Join Carter Ledyard and management consultants Plan A Advisors on a lively exploration of nonprofit boards and bylaws. This multi-part series will help nonprofit executives and board members consider revisions and amendments to make your bylaws more congruent with the way your nonprofit actually operates, improve governance, and ensure compliance with current law.
This series is designed to offer principles of broad applicability, but laws vary by state, and what is best for your organization will depend on your unique circumstances. We encourage you to consult with an attorney who practices law in the state of your organization’s incorporation. This series is not legal advice.
NOTE: Some portions of this series may not apply or may apply differently to a membership organization, meaning one with both a board of directors and a separate class or classes of voting “members.” In a membership organization, the members have certain governance rights, such as the right to elect directors and officers or to amend the bylaws. If yours is a membership organization, feel free to contact us to discuss those differences.
Mind your mission. Mission is a statement of purpose, the reason why your nonprofit exists: to address a challenge, meet a need, make a difference. State law requires that an organization’s Certificate of Incorporation set forth the purposes of the organization. While statements of mission and purpose are sometimes repeated in the bylaws, bylaw provisions that are inconsistent with the organization’s Certificate of Incorporation are not valid or enforceable. (Your Certificate of Incorporation trumps your bylaws as a legal matter.)

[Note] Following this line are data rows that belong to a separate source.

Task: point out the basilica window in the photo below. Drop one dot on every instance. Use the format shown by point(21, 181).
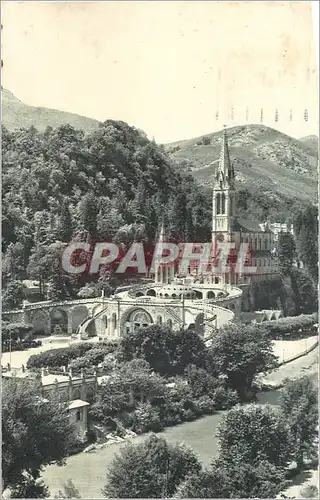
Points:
point(223, 203)
point(218, 204)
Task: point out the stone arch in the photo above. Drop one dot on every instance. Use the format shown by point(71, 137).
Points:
point(76, 394)
point(78, 314)
point(90, 394)
point(135, 318)
point(199, 324)
point(59, 320)
point(40, 321)
point(97, 308)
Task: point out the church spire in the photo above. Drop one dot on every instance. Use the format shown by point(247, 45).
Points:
point(161, 234)
point(225, 171)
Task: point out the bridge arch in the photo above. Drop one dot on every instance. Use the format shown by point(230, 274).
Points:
point(135, 318)
point(59, 320)
point(78, 314)
point(40, 321)
point(199, 324)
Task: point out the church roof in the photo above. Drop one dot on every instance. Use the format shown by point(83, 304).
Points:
point(248, 225)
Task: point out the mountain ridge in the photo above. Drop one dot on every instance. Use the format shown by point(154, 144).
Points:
point(16, 114)
point(262, 156)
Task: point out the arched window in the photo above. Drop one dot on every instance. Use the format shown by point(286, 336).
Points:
point(114, 320)
point(76, 394)
point(223, 200)
point(218, 204)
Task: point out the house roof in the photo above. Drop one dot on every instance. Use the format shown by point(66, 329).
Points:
point(248, 225)
point(77, 403)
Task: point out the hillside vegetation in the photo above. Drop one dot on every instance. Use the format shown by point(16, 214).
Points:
point(263, 158)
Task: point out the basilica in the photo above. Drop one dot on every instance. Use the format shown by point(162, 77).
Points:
point(197, 299)
point(227, 227)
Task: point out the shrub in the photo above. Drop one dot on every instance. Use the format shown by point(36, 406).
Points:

Make them match. Make sure you’ve got your Certificate of Incorporation in front of you when you undertake a review of your bylaws. Amending your bylaws may require that you first amend your Certificate of Incorporation. There may be discrepancies or contradictory statements in the two documents – for example, the size of the board, the frequency of board meetings, or the date of your annual meeting. If you have updated your mission, make sure to update it wherever it appears, which may require an amendment to your Certificate of Incorporation or bylaws or both.
Be clear on roles. Your bylaws should reinforce the proper role of a board. Board members are “fiduciaries” of the nonprofit they serve; they owe it the duty of care and the duty of loyalty. “Care” means overseeing the organization in good faith and with reasonable diligence, guidance and skill. Board members need not be expert in every area (e.g., IT, finance, cybersecurity), but they do need to keep reasonably informed of the organization’s affairs, and ensure that adequate information-sharing and reporting systems are in place; and they can’t ignore red flags. “Loyalty” means undivided allegiance to the mission and best interests of the nonprofit, subordinating any individual or private interests to those of the organization.
Manage doesn’t mean management. In general, the board: 1) establishes strategic vision and policy and evaluates impact; 2) hires and evaluates executive leadership; 3) listens to internal stakeholders and strengthens external relationships; and 4) provides financial oversight and secures resources. By law, your board “manages” the overall affairs of your nonprofit. In practice, this may look different from one organization to another, depending on size and complexity. The board’s role is really oversight; the chief executive officer (or ‘executive director,’ ‘director,’ paid ‘president,’ ‘executive vice president’ …) has management responsibility on a day-to-day basis. Boards generally delegate responsibility for day-to-day management to the professional leader they select and should then give those leaders the space to lead. In times of turbulence or scrutiny, or when weaknesses or red flags arise, board members need take a more active, hands-on role than they would in normal times.